While the threesome no longer will work together, they will continue to work at the station, currently heard at 880-AM as well as streaming online.

Starting on Jan. 6, Kay, 63, will host a solo show from 1 to 3 p.m. The move was his choice, as it will afford him more time with his children, now ages 11 and 10, as he juggles his duties as the Yankees play-by-play voice for the YES Network.

“It’s nothing to be sad about,” Kay during Friday’s show. “At my age I needed to streamline things a little bit. I probably would not be able to keep up this pace much longer . . . It wasn’t about anything other than that.”

La Greca and Rosenberg will remain in drive time with a new partner, longtime ESPN New York radio host and MSG Networks Knicks analyst Alan Hahn.

The show, which will be called “Don, Hahn and Rosenberg,” will run from 3 to 7 p.m. After a soft launch next week the program officially will debut on Jan. 6.

Kay and La Greca first were paired on July 15, 2002, from 10 a.m. to 1 p.m. and moved to drive time early in 2005.

Among the guests that paid tribute to the show either in person or on the phone were Billy Crystal, Jesse Ventura, Bob Wischusen and Scott Van Pelt, as well as numerous past and present producers and other off-air figures from the show.

Alex Rodriguez posted on “X,” “Congratulations on an amazing 22-year run . . . Your show was a must-listen for true New York sports fans. You three never disappointed!”

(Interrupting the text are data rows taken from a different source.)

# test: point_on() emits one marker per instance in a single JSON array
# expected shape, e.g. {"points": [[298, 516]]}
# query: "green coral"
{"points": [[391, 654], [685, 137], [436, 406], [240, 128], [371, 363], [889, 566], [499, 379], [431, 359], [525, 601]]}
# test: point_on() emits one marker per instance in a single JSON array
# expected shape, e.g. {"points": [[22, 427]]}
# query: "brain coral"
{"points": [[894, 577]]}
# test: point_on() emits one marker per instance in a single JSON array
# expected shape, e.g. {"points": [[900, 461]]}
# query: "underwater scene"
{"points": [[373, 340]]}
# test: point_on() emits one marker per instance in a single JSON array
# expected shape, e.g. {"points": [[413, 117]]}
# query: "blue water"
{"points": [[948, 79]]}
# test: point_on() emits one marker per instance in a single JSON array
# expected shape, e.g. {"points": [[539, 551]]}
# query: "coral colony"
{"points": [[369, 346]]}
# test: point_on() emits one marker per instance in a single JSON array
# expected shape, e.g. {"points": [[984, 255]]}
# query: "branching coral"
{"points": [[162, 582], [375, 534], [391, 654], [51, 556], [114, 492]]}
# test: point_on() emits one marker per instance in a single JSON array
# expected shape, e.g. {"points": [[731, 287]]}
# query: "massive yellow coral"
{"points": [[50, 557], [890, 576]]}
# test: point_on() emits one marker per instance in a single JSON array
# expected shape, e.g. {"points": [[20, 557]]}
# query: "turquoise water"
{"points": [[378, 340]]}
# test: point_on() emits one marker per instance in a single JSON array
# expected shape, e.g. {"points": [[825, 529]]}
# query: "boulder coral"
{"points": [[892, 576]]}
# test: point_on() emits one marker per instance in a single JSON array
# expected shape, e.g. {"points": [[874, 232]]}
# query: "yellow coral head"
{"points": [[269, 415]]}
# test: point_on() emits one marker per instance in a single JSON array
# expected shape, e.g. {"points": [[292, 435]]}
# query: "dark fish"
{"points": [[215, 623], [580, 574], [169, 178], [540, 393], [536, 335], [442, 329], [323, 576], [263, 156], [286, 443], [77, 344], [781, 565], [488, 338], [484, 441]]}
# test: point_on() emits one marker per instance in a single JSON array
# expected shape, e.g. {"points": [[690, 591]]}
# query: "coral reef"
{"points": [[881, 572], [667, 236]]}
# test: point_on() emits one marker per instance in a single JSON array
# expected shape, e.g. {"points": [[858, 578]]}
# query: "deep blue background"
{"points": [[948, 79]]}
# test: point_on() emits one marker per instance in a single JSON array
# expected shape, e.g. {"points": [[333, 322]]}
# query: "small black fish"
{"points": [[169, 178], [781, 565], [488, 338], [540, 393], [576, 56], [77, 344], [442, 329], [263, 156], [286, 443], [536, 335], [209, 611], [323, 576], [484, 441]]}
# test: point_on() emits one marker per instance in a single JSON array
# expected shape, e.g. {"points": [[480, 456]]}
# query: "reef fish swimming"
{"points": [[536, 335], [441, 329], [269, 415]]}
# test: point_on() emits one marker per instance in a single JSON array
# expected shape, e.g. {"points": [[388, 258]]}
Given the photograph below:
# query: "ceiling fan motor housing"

Hahn, a former Newsday sportswriter, joined the panel to preview the new show. He said of succeeding Kay, “It does mean a lot to me that I’m the one who gets to step into those shoes.”

Rosenberg got emotional reading an essay he wrote recounting his somewhat rocky early days on the show and thanking Kay and La Greca for welcoming him.

“Something clicked,” Rosenberg said. “Sometimes 1+1 one equals 3. Sometimes the sum is greater than the parts . . . I can count the actual anger between the three of us on one hand.”

Tim McCarthy, the former ESPN executive who paired Kay and La Greca and later added Rosenberg, said, “No shows last 22 years, folks. They don’t. They just don’t.”

Moving Kay to drive time was a key moment in show history. “’Mike and the Mad Dog’ were killing it on the FAN,” McCarthy said. “We needed our best people in the best spot.”

The Kay show faced a long, uphill ratings battle against Mike Francesa and Chris Russo but closed the gap over time and finally surpassed Francesa’s solo show in the autumn quarterly ratings in 2019 — Francesa’s final full ratings book.

In the early years, La Greca said, “We were a fly on the (expletive) of WFAN. And eventually we crawled right up there and lived there for a good few years.”

It is not yet clear whether the new afternoon drive time show will continue to be simulcast by the YES Network.

In closing on Friday, Kay thanked listeners and viewers and said, “This has been the honor of my life for you to let us into your car, let us into your home on TV.”